Anabolism Anabolic reactions are endergonic, so they use up energy. During this kind of reaction, the small molecules come together to create molecules that are larger. For example, small molecules of sugar join forces to create disaccharides.
Bone mineralization is a common example of anabolism. During this process, mineral crystals are deposited onto the organic extracellular matrix in an organized manner.
Bone forms from osteoclasts, a type of cell. Osteoblasts, another type of cell, mineralizes the bone. Calcium phosphate crystals are produced by the osteoblasts. These make the bones hard after being incorporated into them.

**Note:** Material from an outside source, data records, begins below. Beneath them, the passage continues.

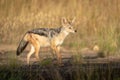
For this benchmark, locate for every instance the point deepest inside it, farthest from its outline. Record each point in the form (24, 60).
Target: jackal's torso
(48, 36)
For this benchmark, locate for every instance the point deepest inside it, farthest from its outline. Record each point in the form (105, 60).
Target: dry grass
(97, 21)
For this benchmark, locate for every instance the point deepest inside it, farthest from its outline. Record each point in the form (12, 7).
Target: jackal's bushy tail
(22, 46)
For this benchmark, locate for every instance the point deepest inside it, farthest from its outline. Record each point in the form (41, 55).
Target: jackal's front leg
(56, 50)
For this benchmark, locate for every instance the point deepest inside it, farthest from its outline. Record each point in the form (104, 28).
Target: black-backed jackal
(46, 37)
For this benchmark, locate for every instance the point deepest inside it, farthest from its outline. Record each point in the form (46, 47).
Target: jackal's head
(68, 26)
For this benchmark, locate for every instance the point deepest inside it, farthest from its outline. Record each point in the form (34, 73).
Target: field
(97, 23)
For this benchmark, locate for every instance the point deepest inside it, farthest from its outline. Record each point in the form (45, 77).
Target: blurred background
(97, 21)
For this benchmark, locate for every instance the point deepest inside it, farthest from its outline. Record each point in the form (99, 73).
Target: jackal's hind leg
(37, 49)
(56, 50)
(32, 50)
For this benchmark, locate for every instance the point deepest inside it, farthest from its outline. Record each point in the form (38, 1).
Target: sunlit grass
(97, 21)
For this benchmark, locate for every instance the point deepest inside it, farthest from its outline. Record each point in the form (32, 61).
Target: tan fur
(36, 41)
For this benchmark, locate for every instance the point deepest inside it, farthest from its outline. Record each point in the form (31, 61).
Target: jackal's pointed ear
(72, 22)
(64, 21)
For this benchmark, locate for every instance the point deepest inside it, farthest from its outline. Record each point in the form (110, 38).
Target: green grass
(97, 21)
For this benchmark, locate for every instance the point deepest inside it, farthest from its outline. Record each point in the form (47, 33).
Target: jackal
(46, 37)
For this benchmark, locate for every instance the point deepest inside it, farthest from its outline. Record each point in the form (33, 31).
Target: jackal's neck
(63, 34)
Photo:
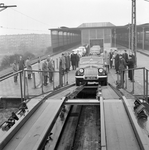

Catabolism Catabolic reactions are exergonic, so they give out energy. In this reaction, the larger molecules are broken down to become multiple smaller ones. For example, hydrogen peroxide breaks down into oxygen and water.
Glycolysis is an example of catabolism. Cellular metabolism needs energy. This energy comes from breaking down glucose, and glycolysis is the first step in this. This process is a series of reactions that take glucose and extract energy from it. This is done by splitting the glucose into two pyruvates.